The developing campaign around medicinal cannabis has eerie overtones of last year’s row about psychoactive substances, where reason and logic quickly gave way to lowest common denominator decision-making, equivalent to mob rule.
So, with eternal optimism that informed debate will always prevail, but tempered by an uneasy fear that once more common sense may be swept aside by public passion, let me set out the current situation as dispassionately as I can.
In New Zealand, medical practitioners can prescribe medicines approved and registered under the Medicines Act. Registration occurs after a rigorous clinical testing process, and PHARMAC separately decides whether to fund the product. One medicinal cannabis product, Sativex, is currently so registered, and PHARMAC is currently considering whether to subsidise it. No other medicinal cannabis products have been submitted for registration in New Zealand.
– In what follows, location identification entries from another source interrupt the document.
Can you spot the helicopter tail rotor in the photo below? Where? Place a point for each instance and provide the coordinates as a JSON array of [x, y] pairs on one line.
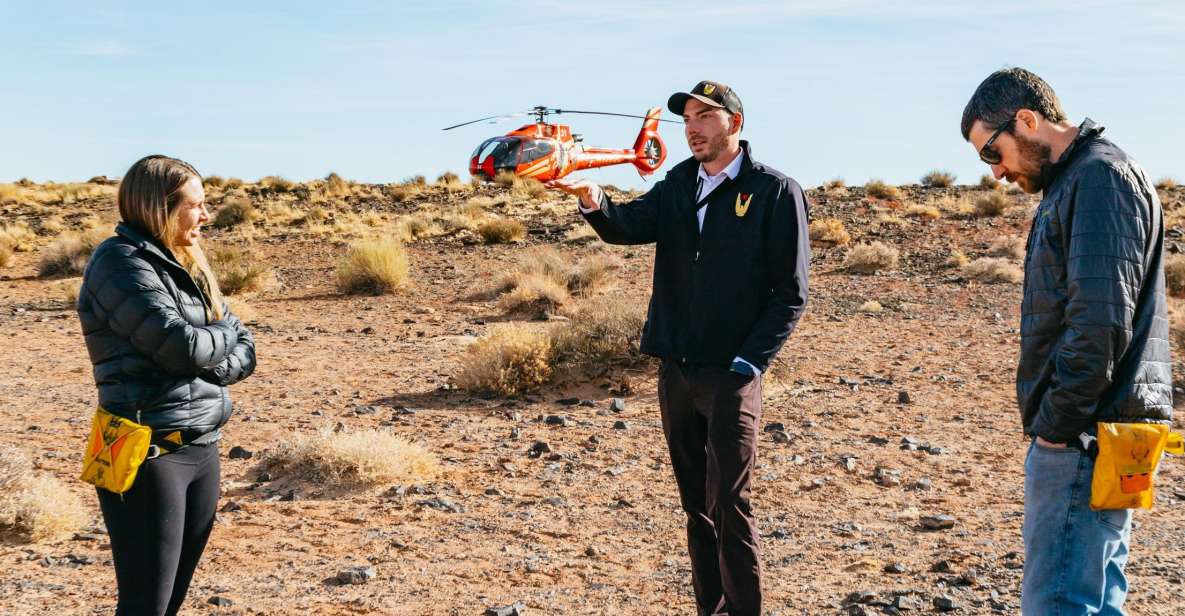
[[648, 147]]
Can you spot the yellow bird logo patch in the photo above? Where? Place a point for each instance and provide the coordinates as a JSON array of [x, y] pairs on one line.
[[743, 204]]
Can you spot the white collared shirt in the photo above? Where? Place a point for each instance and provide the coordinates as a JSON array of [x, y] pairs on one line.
[[706, 184]]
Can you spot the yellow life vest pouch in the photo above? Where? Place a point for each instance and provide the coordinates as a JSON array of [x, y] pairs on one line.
[[1126, 466], [116, 448]]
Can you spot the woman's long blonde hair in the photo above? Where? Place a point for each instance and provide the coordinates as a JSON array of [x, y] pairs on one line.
[[148, 199]]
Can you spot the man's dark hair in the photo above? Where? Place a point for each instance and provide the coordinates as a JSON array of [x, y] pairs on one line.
[[1006, 91]]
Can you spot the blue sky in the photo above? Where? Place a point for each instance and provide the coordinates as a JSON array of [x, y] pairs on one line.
[[851, 89]]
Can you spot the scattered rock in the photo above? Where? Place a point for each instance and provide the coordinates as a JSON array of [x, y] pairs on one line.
[[238, 453], [937, 523], [356, 575], [516, 609]]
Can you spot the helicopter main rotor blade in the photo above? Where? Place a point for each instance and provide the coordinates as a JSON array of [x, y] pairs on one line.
[[485, 119], [607, 113]]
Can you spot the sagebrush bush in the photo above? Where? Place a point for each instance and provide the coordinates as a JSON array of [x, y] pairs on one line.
[[501, 231], [939, 179], [870, 258], [1174, 275], [34, 506], [601, 334], [511, 360], [830, 230], [238, 271], [356, 457], [992, 204], [375, 267], [879, 190], [68, 255], [993, 269], [234, 212]]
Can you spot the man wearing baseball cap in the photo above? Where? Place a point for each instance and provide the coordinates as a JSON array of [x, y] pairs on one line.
[[730, 283]]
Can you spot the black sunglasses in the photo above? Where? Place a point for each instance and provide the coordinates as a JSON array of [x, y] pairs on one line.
[[987, 153]]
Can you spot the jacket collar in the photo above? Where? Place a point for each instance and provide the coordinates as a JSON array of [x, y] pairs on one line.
[[1088, 130], [142, 241]]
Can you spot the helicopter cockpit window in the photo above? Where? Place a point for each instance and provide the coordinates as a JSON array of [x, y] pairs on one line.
[[503, 149], [535, 149]]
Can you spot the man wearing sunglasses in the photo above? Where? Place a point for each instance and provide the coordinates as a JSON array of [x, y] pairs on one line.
[[1094, 329]]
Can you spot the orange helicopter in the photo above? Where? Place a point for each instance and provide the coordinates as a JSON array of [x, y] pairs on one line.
[[546, 152]]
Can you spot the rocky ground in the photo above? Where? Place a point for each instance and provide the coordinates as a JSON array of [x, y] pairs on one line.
[[890, 467]]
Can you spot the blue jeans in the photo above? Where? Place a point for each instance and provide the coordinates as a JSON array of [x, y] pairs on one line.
[[1074, 557]]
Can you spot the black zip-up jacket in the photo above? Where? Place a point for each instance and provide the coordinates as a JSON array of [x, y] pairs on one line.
[[157, 359], [736, 290], [1094, 325]]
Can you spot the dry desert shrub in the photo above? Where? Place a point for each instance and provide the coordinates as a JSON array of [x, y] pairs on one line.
[[871, 258], [69, 254], [879, 190], [501, 231], [375, 267], [1007, 246], [993, 269], [956, 260], [830, 230], [871, 307], [238, 271], [34, 506], [992, 204], [234, 212], [939, 179], [1174, 275], [601, 334], [513, 359], [535, 295], [353, 459]]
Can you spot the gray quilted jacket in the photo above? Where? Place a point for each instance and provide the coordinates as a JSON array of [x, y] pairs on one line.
[[155, 355], [1094, 326]]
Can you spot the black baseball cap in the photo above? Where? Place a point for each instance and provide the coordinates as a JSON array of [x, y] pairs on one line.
[[712, 94]]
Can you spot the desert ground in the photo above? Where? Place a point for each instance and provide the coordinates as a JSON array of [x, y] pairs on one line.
[[890, 470]]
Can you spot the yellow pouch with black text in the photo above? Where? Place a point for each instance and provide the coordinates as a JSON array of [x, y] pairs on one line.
[[116, 448], [1126, 466]]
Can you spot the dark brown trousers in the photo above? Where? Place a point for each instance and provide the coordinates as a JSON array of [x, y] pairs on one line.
[[711, 418]]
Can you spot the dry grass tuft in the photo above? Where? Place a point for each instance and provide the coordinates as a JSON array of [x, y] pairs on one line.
[[501, 231], [1174, 275], [939, 179], [235, 212], [601, 334], [69, 254], [375, 267], [993, 204], [871, 258], [993, 269], [34, 506], [956, 260], [1009, 246], [238, 271], [879, 190], [830, 230], [927, 212], [511, 360], [353, 459]]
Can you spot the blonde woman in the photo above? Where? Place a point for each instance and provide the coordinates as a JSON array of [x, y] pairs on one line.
[[164, 347]]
Where medicines are unregistered and therefore unapproved, there has been a procedure set out in the Medicines Act for many years now to allow the Minister to approve the prescription of such an unapproved product, upon the application of a medical practitioner or specialist. That application has to be lodged with the Ministry of Health, stating the product, the purposes for which it is being sought, the dosage, along with general clinical assessments of its likely clinical efficacy and safety. The Ministry then makes a clinical assessment of the case, and recommends a course of action to the Minister. To date, only one application ever has been made for a medicinal cannabis product, which was the case I approved earlier this year.
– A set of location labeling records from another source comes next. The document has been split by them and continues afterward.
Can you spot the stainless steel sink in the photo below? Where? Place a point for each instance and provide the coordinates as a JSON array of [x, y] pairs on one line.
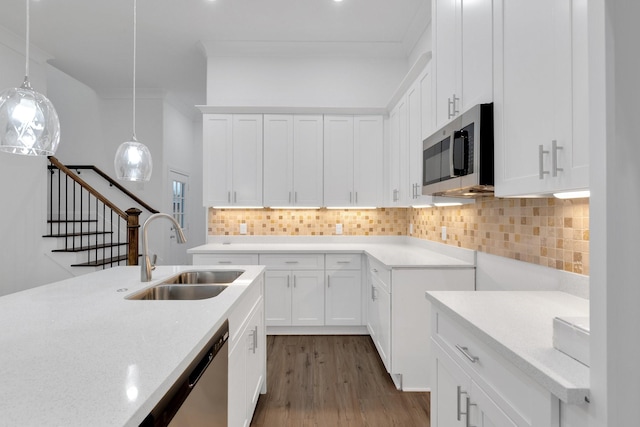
[[204, 277], [179, 292], [190, 285]]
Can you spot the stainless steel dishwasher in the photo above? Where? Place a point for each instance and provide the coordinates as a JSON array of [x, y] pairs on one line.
[[199, 397]]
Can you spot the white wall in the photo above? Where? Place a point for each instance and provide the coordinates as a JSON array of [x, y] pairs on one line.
[[615, 201], [303, 81], [23, 263]]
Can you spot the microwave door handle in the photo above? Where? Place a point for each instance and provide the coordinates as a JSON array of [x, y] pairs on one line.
[[452, 171]]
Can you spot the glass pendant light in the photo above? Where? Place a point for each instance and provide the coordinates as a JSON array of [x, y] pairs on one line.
[[29, 124], [133, 158]]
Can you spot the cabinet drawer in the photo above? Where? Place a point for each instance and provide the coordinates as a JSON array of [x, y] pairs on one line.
[[225, 259], [378, 270], [522, 397], [292, 261], [344, 261]]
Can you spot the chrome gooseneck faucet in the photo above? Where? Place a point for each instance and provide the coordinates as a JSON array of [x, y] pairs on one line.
[[147, 266]]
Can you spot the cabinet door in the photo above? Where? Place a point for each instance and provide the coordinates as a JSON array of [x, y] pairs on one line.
[[447, 57], [278, 160], [247, 160], [449, 392], [343, 298], [237, 406], [531, 115], [277, 290], [217, 132], [307, 298], [368, 133], [393, 158], [255, 345], [383, 310], [308, 136], [338, 161]]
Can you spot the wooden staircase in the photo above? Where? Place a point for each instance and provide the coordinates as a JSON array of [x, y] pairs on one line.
[[86, 223]]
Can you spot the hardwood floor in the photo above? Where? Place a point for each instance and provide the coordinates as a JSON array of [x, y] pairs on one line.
[[333, 381]]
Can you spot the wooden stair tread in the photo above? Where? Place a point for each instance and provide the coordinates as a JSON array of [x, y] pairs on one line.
[[90, 248], [100, 262]]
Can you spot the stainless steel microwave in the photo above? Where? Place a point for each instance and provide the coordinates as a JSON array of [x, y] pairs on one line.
[[457, 160]]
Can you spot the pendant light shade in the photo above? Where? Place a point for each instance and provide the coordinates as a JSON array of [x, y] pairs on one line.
[[133, 159], [29, 124], [133, 162]]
I am not a clinician, so therefore, in considering any such applications, I have made it very clear that I will be strongly guided by the clinical advice which I receive. The reason for the decision in such cases being made at a Ministerial level has nothing to do with cannabis, but is simply because the applications are being made as an exception to the existing law.
So, patients seeking access to medicinal cannabis products need to consult their medical advisers in the first instance. If Sativex is not deemed suitable, then they need to discuss what other alternatives might be best for them, and whether an application under the Medicines Act is the appropriate way to proceed. Again, there is nothing unusual or particular to medicinal cannabis in that – we do not make any prescription medicines available without the support of the specialist or medical practitioner, for obvious reasons, and medicinal cannabis should be treated exactly the same way.
However, I would be concerned if it became clear that personal antipathy to cannabis was causing some doctors not to seek approval for medicinal cannabis products for their patients, in cases where it was potentially beneficial. My strong plea to them is to always put the best interests of their patients ahead of any personal views they might hold, when considering such cases.
We are watching closely the clinical trials being conducted in the United States and Australia, but they are not likely to produce results before 2016-2017 at the earliest. It is possible that were the FDA or the Therapeutic Goods Agency to approve medicinal cannabis products as a result of these trials our regulator Medsafe would look to follow suit here, but that is still some time away. What is clear, however, is that any approval is likely to be for a very limited range of products in highly specific and regulated circumstances, and certainly not the open slather situation some seem to be expecting.
Meantime, the provisions of our Medicines Act will continue to apply, including the opportunities for doctors to seek access to these products in the general interests of their patients. For my part, I will consider any case that comes before me on its particular merits, and without any reference to whatever external noise there might be at the time.
Anxious patients and their families deserve no less.